Fubon Guardians
- Pitcher
- Born: May 12, 1996 (age 30) Rowlett, Texas, U.S.
- Bats: RightThrows: Right

MLB debut
- May 21, 2021, for the Houston Astros

MLB statistics (through 2021 season)
- Win–loss record: 0–0
- Earned run average: 7.71
- Strikeouts: 3
- Stats at Baseball Reference

Teams
- Houston Astros (2021);

= Tyler Ivey =

American baseball player (born 1996)

Tyler Cade Ivey (born May 12, 1996) is an American professional baseball pitcher for the Fubon Guardians of the Chinese Professional Baseball League (CPBL). He has previously played in Major League Baseball (MLB) for the Houston Astros. He played college baseball for Texas A&M University, and was drafted out of Grayson College.

==Amateur career==
Ivey attended Rockwall-Heath High School in Heath, Texas. As a freshman, he was on the 2012 4-A State Champion Rockwall-Heath baseball team that also included future major league pitcher Jake Thompson. Ivey was undrafted out of high school in 2015 and enrolled at Texas A&M University to play college baseball for the Aggies. He posted a 2–3 record with a 3.56 ERA in 43 innings over 11 games during the 2016 season. During that season, he was involved in an incident that almost caused a post-game brawl vs. the University of Texas, when he taunted the UT dugout with a horns down gesture. Ivey transferred to Grayson College in Denison, Texas for his sophomore season of 2017. With Grayson, Ivey posted a 9–0 record with a 2.08 ERA in 78 innings over 12 games. Ivey was drafted by the Houston Astros in the 3rd round, with the 91st overall selection, of the 2017 MLB draft and signed with them for a $450,000 signing bonus.

==Professional career==
===Houston Astros===
Ivey split the 2017 season between the rookie-level Gulf Coast League Astros and the Tri City ValleyCats of the Low-A New York–Penn League, posting a combined 0–3 record with a 5.63 ERA in 38 innings. He split the 2018 season between the Quad Cities River Bandits of the Single-A Midwest League and the Buies Creek Astros of the High-A Carolina League, posting a combined 4–6 record with a 2.97 ERA and 135 strikeouts over 112 innings. Ivey split the 2019 season between the GCL Astros, Fayetteville Woodpeckers, and Corpus Christi Hooks of the Double-A Texas League, going a combined 4–0 with a 1.38 ERA and 68 strikeouts over 52 innings.

Ivey did not play in a game in 2020 due to the cancellation of the minor league season because of the COVID-19 pandemic. On November 20, 2020, the Astros added Ivey to their 40-man roster to protect him from the Rule 5 draft.

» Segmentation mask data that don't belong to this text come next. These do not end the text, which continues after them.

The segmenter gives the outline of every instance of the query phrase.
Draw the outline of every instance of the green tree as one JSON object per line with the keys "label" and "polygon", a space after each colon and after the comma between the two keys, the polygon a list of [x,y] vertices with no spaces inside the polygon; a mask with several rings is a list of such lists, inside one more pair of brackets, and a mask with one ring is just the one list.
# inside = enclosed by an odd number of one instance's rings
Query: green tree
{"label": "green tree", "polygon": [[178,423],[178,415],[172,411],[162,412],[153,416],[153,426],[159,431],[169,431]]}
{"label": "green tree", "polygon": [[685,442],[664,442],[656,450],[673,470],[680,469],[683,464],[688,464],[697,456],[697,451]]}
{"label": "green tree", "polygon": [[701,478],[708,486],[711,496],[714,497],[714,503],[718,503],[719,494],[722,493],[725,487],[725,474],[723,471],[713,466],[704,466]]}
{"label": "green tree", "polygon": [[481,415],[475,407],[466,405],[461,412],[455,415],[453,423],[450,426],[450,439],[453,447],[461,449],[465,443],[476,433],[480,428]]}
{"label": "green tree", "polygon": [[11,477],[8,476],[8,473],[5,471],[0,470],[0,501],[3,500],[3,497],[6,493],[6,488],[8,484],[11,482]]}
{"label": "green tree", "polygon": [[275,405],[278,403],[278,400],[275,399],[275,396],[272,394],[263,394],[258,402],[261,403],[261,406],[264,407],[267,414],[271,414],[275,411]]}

On May 21, 2021, Ivey was promoted to the major leagues for the first time. He made his debut that day as the starting pitcher against the Texas Rangers, drawing a no-decision while allowing 4 runs in 4 2/3 innings of work. On June 12, Ivey revealed that he had been pitching through elbow pain since suffering a grade one UCL strain in 2019 and that he would not pitch again in 2021. He stated “apparently I have the nerve endings of a 75-year old man in my elbow. That probably explains a lot”. Ivey was designated for assignment on April 7, 2022. On April 11, he cleared waivers and was sent outright to the Triple-A Sugar Land Space Cowboys.

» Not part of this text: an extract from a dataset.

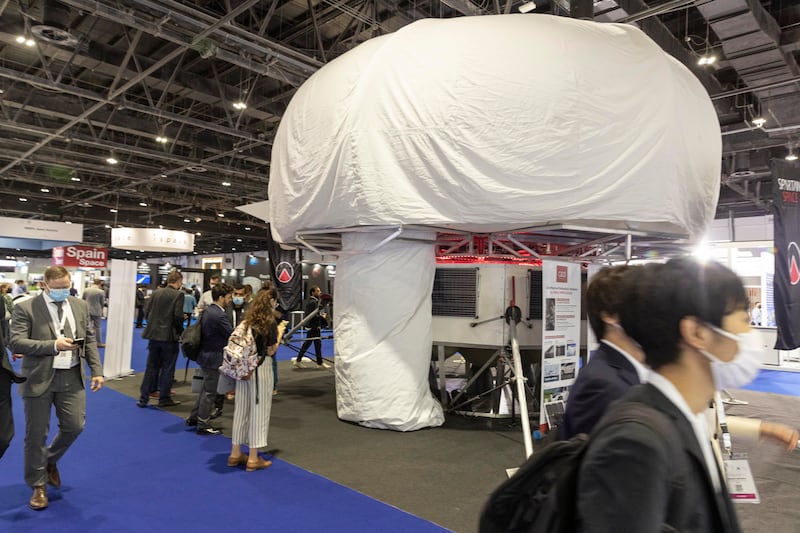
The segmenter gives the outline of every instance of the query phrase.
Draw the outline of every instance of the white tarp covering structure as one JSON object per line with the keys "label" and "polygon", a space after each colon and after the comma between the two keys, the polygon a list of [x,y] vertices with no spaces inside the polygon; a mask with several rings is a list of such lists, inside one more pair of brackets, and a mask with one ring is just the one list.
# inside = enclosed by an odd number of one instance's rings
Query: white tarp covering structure
{"label": "white tarp covering structure", "polygon": [[[714,216],[720,161],[705,89],[633,26],[546,15],[423,20],[363,43],[300,87],[273,146],[269,218],[282,242],[303,230],[386,224],[497,231],[565,222],[700,235]],[[403,265],[420,273],[409,304],[430,298],[428,250]],[[340,264],[337,293],[357,282],[381,299],[385,281],[369,272]],[[412,332],[391,322],[403,313],[346,302],[337,294],[340,416],[347,399],[342,417],[366,425],[441,423],[420,403],[426,381],[377,379],[394,366],[387,357],[427,368],[430,350],[380,354],[371,345],[367,358],[367,343],[341,335],[380,325],[385,335],[429,338],[430,320],[414,320],[422,329]],[[370,312],[352,312],[360,306]],[[367,400],[369,413],[358,413]],[[381,403],[419,412],[384,421]]]}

Ivey retired from professional baseball in May 2022, citing "burnout" as a reason behind the decision. He briefly became a salesman before deciding to return to the Astros organization for spring training in 2025. Ivey was assigned to Triple-A Sugar Land to begin the season. In 27 appearances (25 starts) for the Space Cowboys, he compiled a 4-10 record and 5.83 ERA with 102 strikeouts over 122 innings of work. Ivey elected free agency following the season on November 6, 2025.

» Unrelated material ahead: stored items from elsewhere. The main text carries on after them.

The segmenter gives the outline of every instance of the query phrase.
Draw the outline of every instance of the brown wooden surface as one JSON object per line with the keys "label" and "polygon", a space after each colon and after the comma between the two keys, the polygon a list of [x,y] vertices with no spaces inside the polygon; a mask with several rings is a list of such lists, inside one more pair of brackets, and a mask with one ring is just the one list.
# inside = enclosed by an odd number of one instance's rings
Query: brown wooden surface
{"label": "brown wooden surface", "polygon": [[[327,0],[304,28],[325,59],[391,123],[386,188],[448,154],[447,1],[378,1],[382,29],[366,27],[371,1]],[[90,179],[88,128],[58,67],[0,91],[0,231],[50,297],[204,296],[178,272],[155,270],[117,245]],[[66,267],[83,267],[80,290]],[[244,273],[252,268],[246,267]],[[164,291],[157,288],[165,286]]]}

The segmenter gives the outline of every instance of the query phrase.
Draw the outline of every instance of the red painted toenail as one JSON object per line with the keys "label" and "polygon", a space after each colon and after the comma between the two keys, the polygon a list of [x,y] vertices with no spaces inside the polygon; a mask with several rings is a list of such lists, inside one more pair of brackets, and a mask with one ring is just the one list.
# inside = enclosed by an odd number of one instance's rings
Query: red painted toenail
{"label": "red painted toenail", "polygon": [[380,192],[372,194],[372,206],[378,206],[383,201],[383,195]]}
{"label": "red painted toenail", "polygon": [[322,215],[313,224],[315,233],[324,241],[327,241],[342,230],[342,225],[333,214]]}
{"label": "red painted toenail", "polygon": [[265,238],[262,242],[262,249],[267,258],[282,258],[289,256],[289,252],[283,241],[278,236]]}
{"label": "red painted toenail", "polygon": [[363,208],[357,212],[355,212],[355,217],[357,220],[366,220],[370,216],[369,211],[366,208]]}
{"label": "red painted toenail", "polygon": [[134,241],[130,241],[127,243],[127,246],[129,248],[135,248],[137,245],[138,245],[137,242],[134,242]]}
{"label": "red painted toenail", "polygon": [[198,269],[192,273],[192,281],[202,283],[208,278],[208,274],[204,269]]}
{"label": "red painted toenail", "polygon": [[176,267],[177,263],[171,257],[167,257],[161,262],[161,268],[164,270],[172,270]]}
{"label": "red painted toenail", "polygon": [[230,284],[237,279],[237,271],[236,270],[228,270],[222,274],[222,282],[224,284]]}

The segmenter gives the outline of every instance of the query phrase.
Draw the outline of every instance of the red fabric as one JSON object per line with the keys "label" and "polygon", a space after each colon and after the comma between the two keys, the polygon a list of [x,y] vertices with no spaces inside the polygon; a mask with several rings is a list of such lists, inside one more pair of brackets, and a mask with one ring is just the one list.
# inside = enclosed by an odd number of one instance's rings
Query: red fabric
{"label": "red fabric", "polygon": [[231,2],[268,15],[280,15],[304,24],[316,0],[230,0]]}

===Tecolotes de los Dos Laredos===
On January 26, 2026, Ivey signed with the Tecolotes de los Dos Laredos of the Mexican League. In 18 games (17 starts) he threw 78.1 innings going 5-7 with a 5.74 ERA and 85 strikeouts.

===Fubon Guardians===
On August 23, 2026, Ivey signed with the Fubon Guardians of the Chinese Professional Baseball League.